Connect with us

Uncategorized

Ask Dr. Scott: Return to Exercise

It’s Spring and that means it’s time to return to exercise.

Published

on

Q:  Dr. Scott, how important is beginning to exercise again this Spring for my health and happiness? 

A:  After this long winter, many of us are beginning to get active again! Exercise as a stand-alone health-enhancement approach is one of the most profound ways to increase your brain’s health. Exercise should be carefully matched to meet the needs of the individual, and be sufficiently non-arduous (or actually pleasant) to ensure a reasonable chance of compliance. Exercise has been shown to offer widespread and wonderful benefits in cases as divergent as metabolic syndrome-related disorders, hypertension, obesity, heart and pulmonary diseases, chronic heart failure, intermittent claudication, muscle, bone and joint diseases (osteoarthritis, rheumatoid arthritis, osteoporosis, fibromyalgia, chronic fatigue syndrome) cancer, depression, asthma and Type-I diabetes. (Pedersen and Saltin, 2006)

It should be emphasized that exercise has been consistently found to be as good as, and even better than, medications at relieving depression.
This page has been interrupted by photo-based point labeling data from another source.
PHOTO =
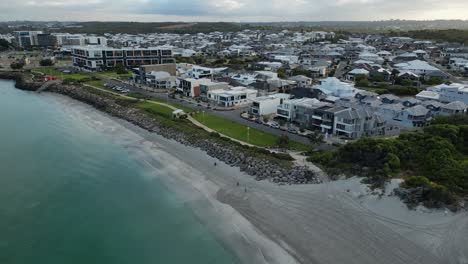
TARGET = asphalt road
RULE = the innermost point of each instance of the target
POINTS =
(232, 115)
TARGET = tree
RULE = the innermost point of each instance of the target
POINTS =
(282, 141)
(316, 138)
(281, 73)
(120, 69)
(406, 82)
(17, 65)
(363, 83)
(4, 45)
(435, 81)
(46, 62)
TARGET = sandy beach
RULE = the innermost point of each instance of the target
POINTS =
(334, 222)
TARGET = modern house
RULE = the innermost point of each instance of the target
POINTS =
(235, 96)
(267, 105)
(95, 58)
(206, 87)
(333, 87)
(191, 87)
(356, 72)
(415, 117)
(454, 108)
(26, 39)
(356, 123)
(140, 74)
(302, 81)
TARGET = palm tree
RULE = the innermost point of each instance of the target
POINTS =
(316, 138)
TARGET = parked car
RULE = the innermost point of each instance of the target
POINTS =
(274, 125)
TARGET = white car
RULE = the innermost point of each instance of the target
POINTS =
(274, 125)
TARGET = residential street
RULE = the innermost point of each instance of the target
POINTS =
(232, 115)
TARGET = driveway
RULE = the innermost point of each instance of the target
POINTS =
(232, 115)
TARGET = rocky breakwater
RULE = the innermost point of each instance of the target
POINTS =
(21, 83)
(225, 150)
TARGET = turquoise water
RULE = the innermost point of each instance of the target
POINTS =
(69, 195)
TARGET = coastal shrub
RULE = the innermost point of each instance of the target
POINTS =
(416, 181)
(403, 91)
(283, 141)
(17, 65)
(282, 156)
(363, 83)
(321, 157)
(46, 62)
(68, 81)
(437, 154)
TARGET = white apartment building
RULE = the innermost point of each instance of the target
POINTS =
(267, 105)
(235, 96)
(27, 38)
(450, 92)
(333, 87)
(95, 58)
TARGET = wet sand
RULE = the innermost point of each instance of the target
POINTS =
(335, 222)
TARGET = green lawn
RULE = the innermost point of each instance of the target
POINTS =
(99, 84)
(113, 75)
(156, 109)
(241, 132)
(54, 72)
(226, 127)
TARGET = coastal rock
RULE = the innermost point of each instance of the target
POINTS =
(261, 169)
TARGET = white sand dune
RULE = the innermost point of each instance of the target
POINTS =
(335, 222)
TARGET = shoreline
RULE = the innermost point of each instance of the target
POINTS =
(196, 181)
(336, 222)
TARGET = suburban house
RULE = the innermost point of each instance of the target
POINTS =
(302, 81)
(453, 108)
(267, 105)
(206, 87)
(140, 74)
(415, 117)
(95, 58)
(333, 87)
(356, 123)
(356, 72)
(235, 96)
(198, 72)
(191, 87)
(418, 67)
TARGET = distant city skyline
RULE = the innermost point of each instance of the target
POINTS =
(231, 10)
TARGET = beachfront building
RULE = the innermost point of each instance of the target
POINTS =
(356, 123)
(191, 87)
(267, 105)
(333, 87)
(309, 113)
(451, 92)
(96, 58)
(26, 39)
(147, 74)
(233, 97)
(206, 87)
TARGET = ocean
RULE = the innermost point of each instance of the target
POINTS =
(68, 194)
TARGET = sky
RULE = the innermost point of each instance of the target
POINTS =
(231, 10)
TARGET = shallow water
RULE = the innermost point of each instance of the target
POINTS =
(70, 195)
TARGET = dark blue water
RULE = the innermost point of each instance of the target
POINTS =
(69, 195)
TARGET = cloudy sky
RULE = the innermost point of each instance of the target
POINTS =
(231, 10)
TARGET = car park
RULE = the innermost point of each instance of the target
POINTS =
(274, 125)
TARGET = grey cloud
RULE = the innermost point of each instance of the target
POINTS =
(232, 10)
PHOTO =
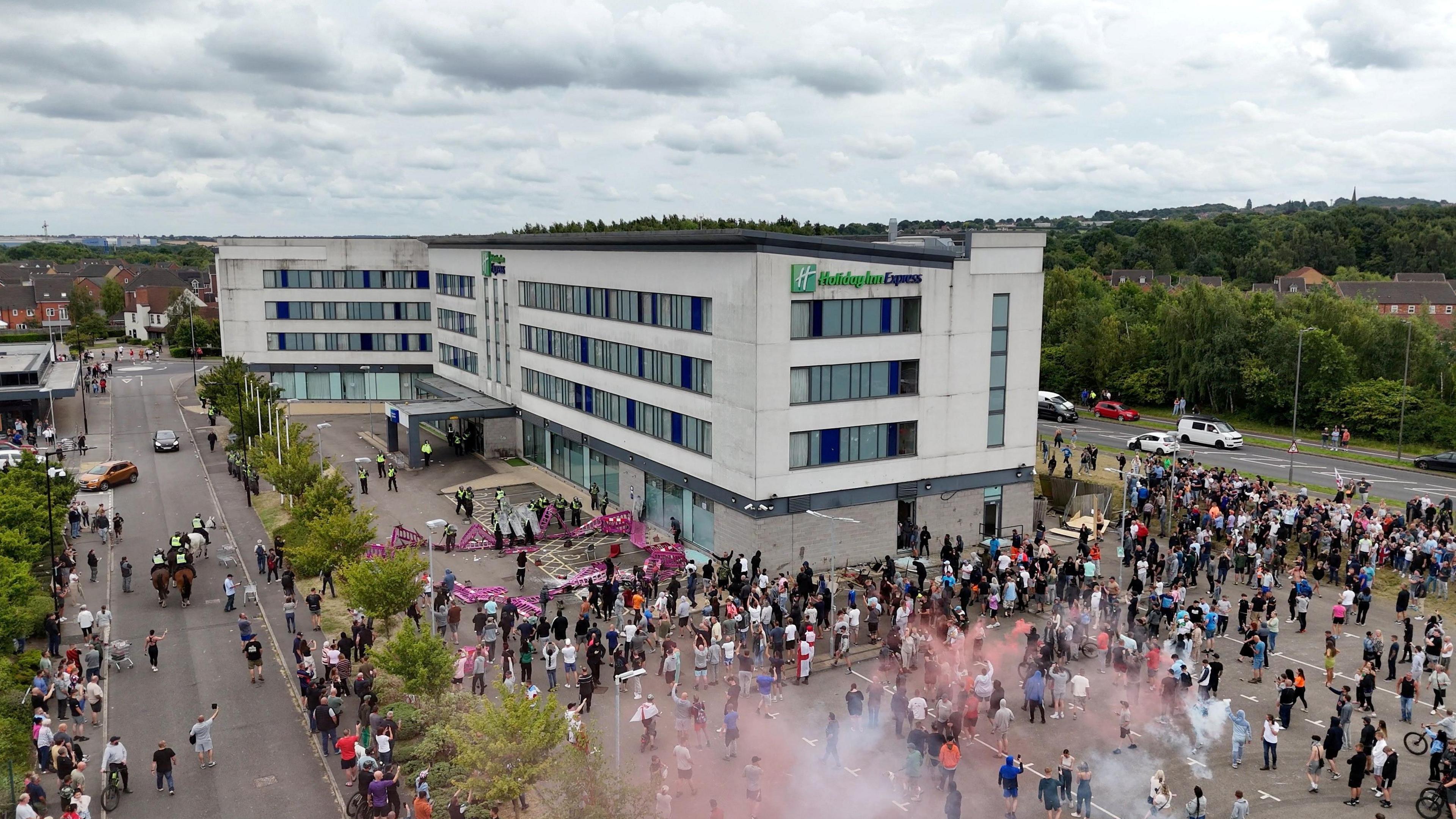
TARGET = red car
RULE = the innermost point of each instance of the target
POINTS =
(1116, 412)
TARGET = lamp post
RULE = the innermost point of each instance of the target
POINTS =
(369, 409)
(1293, 429)
(321, 428)
(833, 582)
(50, 519)
(1406, 379)
(622, 678)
Exercise raises brain levels of the neurotransmitters dopamine, norepinephrine, and serotonin, which impact that persistent “winter mood”. Besides increasing endorphin levels, it increases blood flow to the brain. There are no anti-depressants that have been shown to impact the brain in as many positive ways as exercise can. (Harris et al, 2006) If only patients with depression could have a walk or run to the drug store to pick up their prescription, they might feel that they no longer need it. The only problem is that many people with chronic depression cannot imagine getting out of bed, much less exercising since their brain is functioning so poorly. Based on these findings, physicians are now strongly encouraged to consider the role of exercise interventions in the care of depressed patients.
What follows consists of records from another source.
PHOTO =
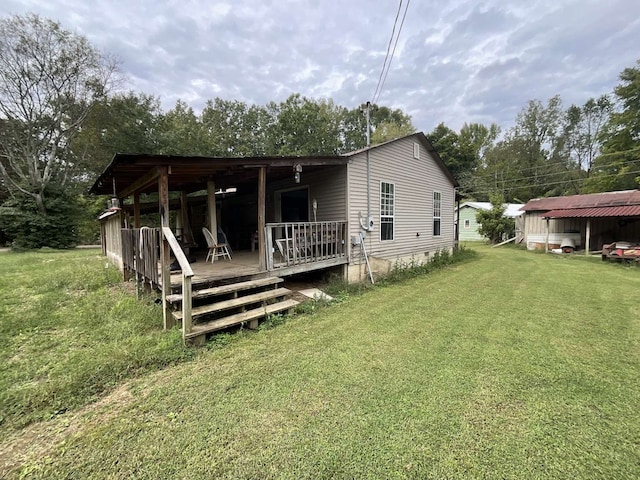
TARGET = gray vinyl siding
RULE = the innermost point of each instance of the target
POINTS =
(603, 230)
(471, 233)
(415, 181)
(327, 185)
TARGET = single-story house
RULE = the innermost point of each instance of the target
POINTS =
(469, 224)
(588, 220)
(357, 214)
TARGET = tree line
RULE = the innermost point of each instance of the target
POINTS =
(62, 119)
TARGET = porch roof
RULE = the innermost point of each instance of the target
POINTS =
(596, 212)
(127, 172)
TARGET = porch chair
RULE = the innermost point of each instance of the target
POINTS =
(215, 249)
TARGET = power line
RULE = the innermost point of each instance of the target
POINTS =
(385, 65)
(393, 51)
(545, 185)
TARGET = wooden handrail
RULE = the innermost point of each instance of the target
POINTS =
(187, 273)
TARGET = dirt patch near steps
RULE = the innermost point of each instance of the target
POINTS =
(39, 439)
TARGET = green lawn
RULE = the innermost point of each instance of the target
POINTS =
(70, 331)
(513, 365)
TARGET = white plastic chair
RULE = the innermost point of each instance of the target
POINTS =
(215, 249)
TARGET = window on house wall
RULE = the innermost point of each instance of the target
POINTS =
(387, 210)
(437, 207)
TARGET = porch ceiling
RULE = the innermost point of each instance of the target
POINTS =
(190, 173)
(597, 212)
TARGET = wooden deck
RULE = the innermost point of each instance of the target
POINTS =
(242, 264)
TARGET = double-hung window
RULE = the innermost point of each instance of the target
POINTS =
(437, 207)
(387, 210)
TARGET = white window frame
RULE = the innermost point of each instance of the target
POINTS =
(388, 210)
(437, 213)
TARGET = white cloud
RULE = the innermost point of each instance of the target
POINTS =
(461, 61)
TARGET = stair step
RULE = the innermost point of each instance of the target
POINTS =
(224, 289)
(213, 325)
(234, 302)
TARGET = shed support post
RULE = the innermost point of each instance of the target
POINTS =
(546, 242)
(262, 193)
(211, 208)
(187, 236)
(165, 251)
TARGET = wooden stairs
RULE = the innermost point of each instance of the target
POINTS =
(219, 307)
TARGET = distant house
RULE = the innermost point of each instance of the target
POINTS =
(469, 226)
(356, 214)
(588, 220)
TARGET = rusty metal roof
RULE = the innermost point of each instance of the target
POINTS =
(597, 212)
(595, 200)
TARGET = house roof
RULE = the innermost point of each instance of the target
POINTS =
(511, 209)
(595, 200)
(189, 173)
(422, 138)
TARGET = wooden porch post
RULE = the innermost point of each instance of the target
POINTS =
(136, 210)
(262, 194)
(184, 217)
(165, 252)
(211, 208)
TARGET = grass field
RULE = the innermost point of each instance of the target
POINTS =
(512, 365)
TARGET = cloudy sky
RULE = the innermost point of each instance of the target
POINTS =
(456, 61)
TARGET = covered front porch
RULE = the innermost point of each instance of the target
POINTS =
(277, 216)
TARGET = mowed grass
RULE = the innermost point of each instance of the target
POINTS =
(513, 365)
(71, 331)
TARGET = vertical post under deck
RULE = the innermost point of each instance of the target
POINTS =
(262, 193)
(165, 251)
(136, 210)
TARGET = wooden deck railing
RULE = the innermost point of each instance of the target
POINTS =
(140, 254)
(298, 243)
(187, 274)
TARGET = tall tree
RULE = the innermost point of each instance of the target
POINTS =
(123, 123)
(180, 132)
(618, 168)
(303, 126)
(233, 128)
(386, 124)
(50, 79)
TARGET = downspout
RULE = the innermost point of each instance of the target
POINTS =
(368, 162)
(457, 234)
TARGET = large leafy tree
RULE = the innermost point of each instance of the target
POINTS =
(385, 123)
(463, 153)
(122, 123)
(618, 167)
(233, 128)
(50, 79)
(303, 126)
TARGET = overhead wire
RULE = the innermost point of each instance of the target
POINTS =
(541, 185)
(389, 55)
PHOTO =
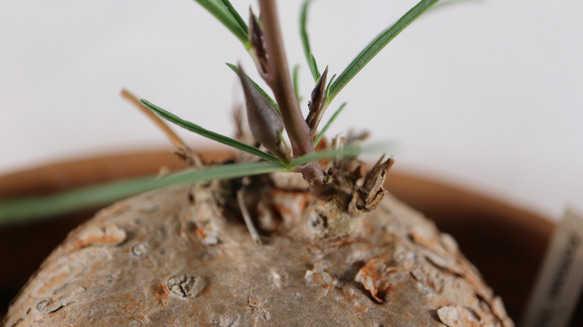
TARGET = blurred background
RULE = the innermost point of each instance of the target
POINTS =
(487, 95)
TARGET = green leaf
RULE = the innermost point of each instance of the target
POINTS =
(330, 121)
(208, 134)
(258, 88)
(373, 48)
(296, 83)
(226, 14)
(35, 208)
(306, 42)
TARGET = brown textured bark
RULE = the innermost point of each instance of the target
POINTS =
(161, 259)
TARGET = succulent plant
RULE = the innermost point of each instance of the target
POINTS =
(298, 234)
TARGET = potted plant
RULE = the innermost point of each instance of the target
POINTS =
(246, 244)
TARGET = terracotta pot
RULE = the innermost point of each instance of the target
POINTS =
(504, 242)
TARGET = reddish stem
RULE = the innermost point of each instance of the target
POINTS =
(279, 79)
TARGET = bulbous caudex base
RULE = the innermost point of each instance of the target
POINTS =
(169, 259)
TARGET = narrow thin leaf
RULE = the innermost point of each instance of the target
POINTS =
(226, 14)
(306, 41)
(373, 48)
(296, 82)
(208, 134)
(317, 103)
(263, 93)
(235, 14)
(35, 208)
(330, 121)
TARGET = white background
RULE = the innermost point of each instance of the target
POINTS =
(483, 94)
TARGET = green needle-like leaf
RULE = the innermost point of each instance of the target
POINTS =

Q:  What about weight-loss with exercise?

A:  You should realize that if your waist is greater than 35 for a woman or 40 for a man, your risk for diabetes and coronary artery disease actually quadruples! (West, 2014) Excess body weight has an inverse relationship to high physical activity and high performance. There is both good and bad news for people with weight issues. The bad news is that excess weight is a health issue which requires addressing just as any other issue for optimal health and optimal expression of self.

The good news is that with some applied physiology, it certainly is possible to effectively lose weight, but it does require a high level of commitment and persistence — which commonly means support from friends and family and may require an additional psychological/emotional support, such as applied kinesiology and endocrine support.
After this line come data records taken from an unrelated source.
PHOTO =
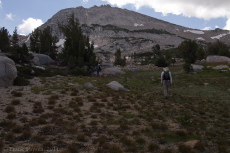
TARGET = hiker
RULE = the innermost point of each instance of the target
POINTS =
(166, 81)
(98, 69)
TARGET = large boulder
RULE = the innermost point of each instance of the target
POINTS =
(217, 59)
(116, 86)
(220, 67)
(41, 59)
(8, 71)
(112, 70)
(197, 67)
(88, 85)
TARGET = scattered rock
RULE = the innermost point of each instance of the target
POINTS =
(132, 68)
(39, 67)
(197, 67)
(41, 59)
(89, 86)
(217, 59)
(8, 71)
(116, 86)
(112, 70)
(191, 144)
(219, 67)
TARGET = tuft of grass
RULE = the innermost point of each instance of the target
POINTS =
(184, 148)
(72, 148)
(47, 145)
(1, 145)
(81, 137)
(16, 93)
(17, 129)
(15, 102)
(52, 99)
(10, 109)
(140, 140)
(38, 107)
(152, 147)
(38, 138)
(25, 135)
(11, 116)
(10, 137)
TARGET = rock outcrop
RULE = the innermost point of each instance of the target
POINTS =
(41, 59)
(116, 86)
(112, 28)
(89, 85)
(217, 59)
(8, 71)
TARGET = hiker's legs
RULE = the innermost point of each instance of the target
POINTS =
(166, 88)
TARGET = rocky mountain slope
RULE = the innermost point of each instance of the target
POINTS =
(111, 28)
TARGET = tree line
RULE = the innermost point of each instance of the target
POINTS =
(189, 50)
(78, 51)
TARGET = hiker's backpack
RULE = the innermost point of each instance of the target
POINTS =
(98, 68)
(166, 75)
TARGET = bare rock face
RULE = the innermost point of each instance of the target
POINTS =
(116, 86)
(41, 59)
(217, 59)
(112, 28)
(8, 71)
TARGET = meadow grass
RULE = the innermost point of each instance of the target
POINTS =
(140, 120)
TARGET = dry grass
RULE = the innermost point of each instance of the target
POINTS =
(74, 119)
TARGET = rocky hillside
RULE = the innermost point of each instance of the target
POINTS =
(111, 28)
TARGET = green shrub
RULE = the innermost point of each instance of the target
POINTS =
(10, 109)
(152, 147)
(15, 102)
(187, 67)
(161, 62)
(1, 145)
(20, 81)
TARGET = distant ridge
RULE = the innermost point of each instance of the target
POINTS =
(111, 28)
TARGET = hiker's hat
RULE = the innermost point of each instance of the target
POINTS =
(166, 69)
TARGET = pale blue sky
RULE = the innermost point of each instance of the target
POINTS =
(206, 14)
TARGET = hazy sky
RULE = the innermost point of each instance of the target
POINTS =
(26, 15)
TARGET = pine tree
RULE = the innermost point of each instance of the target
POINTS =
(77, 51)
(35, 44)
(4, 40)
(118, 59)
(14, 41)
(188, 49)
(42, 41)
(14, 49)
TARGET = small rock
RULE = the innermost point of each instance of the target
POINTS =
(197, 67)
(89, 86)
(219, 67)
(191, 144)
(116, 86)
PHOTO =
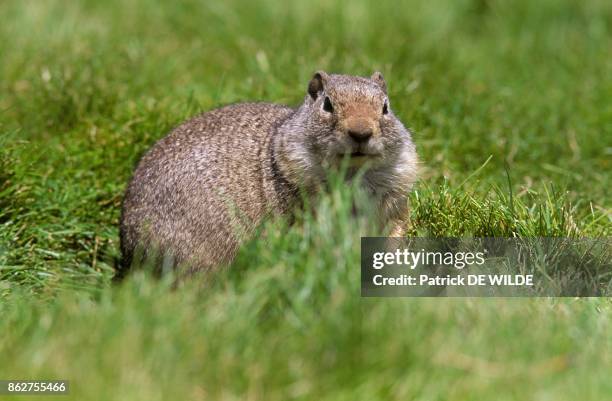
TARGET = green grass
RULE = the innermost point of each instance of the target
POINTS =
(511, 108)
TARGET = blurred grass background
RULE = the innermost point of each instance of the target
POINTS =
(511, 108)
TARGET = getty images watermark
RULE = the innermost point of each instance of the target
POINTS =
(457, 267)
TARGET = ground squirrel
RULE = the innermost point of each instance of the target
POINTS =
(200, 190)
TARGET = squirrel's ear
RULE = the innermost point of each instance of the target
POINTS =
(317, 84)
(378, 78)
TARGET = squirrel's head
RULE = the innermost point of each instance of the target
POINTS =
(343, 117)
(350, 117)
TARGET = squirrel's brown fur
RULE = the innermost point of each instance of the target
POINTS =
(203, 188)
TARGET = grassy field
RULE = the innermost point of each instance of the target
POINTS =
(511, 108)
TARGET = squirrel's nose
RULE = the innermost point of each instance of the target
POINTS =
(361, 135)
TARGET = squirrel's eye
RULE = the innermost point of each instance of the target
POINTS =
(327, 105)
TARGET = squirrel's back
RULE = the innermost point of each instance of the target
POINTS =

Exercise uses up some of the sugar in our body before it binds with proteins. (In heart disease patients and in diabetics, this prevents a deadly process called glycation in the vascular system). Exercise also lowers insulin levels and insulin is what converts blood sugar into fat, helping to remove your love handles! Exercise also reduces estrogen levels and estrogen can actually create fat. Exercise increases testosterone levels and testosterone decreases body fat and improves your libido. Exercise increases thyroid hormone, and thyroid hormone increases your metabolism and decreases your body’s storage of fat.

Q:  What about high blood pressure and exercise?

A:  It is now known that a single session of exercise can lower blood pressure for up to 24 hours, requiring only 40% of maximal capacity, which is moderate paced walking. After 3 consecutive episodes of exercise, blood pressure is reduced for even longer, but returns to pre-exercise levels if you return to a lifestyle of 1 to 2 weeks of no exercise. (Thompson et al, 2001).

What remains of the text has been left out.